The law, RCW 43.70.495, requires the nurse to sign and retain an attestation of completion. The nurse does not need to send the attestation or documentation to the NCQAC unless requested.
- When is completion of telemedicine training required?
The Nursing Care Quality Assurance Commission (NCQAC) recommends telemedicine training be completed as soon as possible as a demonstration of competency. The licensed nurse (RN, LPN, or ARNP) providing telemedicine clinical services licensed prior to January 1, 2021, will need to complete telemedicine training by December 31, 2021. The newly licensed RN, LPN, or ARNP or the RN, LPN, or ARNP licensed through the endorsement process who provides clinical services will need to meet the requirement one year after the initial license is issued. The Nursing Care Quality Assurance Commission (NCQAC) recommends all Washington nurses complete the telemedicine training as a demonstration of competence as soon as practical to provide an overview of the roles, responsibilities, liability, and legal requirements for providing telehealth services.

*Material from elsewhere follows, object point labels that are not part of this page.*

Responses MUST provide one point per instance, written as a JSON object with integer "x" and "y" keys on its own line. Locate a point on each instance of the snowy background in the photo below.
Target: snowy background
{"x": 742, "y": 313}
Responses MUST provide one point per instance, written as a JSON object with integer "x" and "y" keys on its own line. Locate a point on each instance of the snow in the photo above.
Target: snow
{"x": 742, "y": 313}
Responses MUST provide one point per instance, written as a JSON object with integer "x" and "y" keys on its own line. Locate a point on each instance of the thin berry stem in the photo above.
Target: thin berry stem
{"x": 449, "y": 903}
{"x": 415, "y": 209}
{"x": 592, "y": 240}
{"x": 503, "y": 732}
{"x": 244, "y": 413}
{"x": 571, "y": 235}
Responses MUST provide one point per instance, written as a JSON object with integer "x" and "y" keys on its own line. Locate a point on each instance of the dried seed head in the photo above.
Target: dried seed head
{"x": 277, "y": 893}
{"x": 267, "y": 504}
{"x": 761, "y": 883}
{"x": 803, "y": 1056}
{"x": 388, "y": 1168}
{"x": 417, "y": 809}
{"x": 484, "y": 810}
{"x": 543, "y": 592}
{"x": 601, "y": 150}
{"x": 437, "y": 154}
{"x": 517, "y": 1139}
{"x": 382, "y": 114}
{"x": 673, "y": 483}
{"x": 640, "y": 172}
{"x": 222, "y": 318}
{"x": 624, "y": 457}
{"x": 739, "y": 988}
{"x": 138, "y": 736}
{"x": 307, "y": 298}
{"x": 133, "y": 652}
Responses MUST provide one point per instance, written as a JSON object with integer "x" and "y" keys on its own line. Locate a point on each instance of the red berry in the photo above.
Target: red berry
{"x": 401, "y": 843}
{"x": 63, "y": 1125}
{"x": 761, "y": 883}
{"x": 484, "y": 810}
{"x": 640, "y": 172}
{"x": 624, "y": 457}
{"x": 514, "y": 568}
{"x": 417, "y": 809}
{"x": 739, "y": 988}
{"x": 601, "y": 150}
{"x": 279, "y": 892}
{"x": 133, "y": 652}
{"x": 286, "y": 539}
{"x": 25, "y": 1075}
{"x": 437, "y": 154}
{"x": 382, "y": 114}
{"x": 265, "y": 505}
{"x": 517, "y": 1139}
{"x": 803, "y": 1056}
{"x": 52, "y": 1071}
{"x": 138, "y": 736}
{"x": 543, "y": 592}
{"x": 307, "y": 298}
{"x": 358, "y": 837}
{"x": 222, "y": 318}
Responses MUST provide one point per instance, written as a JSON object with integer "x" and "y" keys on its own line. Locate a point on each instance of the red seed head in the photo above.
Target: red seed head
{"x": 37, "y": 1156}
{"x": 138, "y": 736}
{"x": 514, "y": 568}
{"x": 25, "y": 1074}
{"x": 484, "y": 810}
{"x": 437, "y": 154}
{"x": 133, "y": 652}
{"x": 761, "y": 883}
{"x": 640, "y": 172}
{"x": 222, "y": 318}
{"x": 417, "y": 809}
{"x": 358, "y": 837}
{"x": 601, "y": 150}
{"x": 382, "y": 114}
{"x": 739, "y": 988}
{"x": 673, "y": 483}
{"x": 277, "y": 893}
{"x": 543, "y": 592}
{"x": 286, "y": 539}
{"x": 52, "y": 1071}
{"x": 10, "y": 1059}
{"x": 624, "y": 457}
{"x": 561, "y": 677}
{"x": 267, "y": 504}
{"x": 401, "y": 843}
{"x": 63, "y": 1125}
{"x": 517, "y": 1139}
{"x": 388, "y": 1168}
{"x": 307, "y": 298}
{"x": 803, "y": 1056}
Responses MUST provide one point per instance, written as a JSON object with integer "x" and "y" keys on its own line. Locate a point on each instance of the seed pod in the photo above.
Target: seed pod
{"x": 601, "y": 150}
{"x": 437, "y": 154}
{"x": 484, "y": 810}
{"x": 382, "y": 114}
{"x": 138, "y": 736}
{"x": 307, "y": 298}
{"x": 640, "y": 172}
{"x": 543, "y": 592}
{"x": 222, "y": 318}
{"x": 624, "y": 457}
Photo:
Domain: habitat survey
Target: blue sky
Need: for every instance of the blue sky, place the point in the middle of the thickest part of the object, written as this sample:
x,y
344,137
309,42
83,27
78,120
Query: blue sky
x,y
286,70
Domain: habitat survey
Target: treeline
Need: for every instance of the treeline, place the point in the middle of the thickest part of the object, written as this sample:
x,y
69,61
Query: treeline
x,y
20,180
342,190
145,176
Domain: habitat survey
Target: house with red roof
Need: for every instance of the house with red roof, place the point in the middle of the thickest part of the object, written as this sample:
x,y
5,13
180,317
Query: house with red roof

- Does telemedicine training taken prior to January 1, 2021 meet the telemedicine training requirement?
Telemedicine training taken prior to January 1, 2021 meets the requirement if it includes the content defined in RCW 43.70.495(2). The RN must be appropriately trained and competent to provide nursing telehealth services. To learn more about the different training options available and access additional resources, see the Washington State Telehealth Collaborative Training webpage. To complete the free and publicly available telemedicine training, see the Washington State Medical Professional Telemedicine Training website.
- What are the options to meet telemedicine training requirements?
To learn more about the different training options available and access additional resources, please visit the Washington State Telehealth Collaborative Training webpage. To complete the free and publicly available telemedicine training, see the Washington State Medical Professional Telemedicine Training webpage.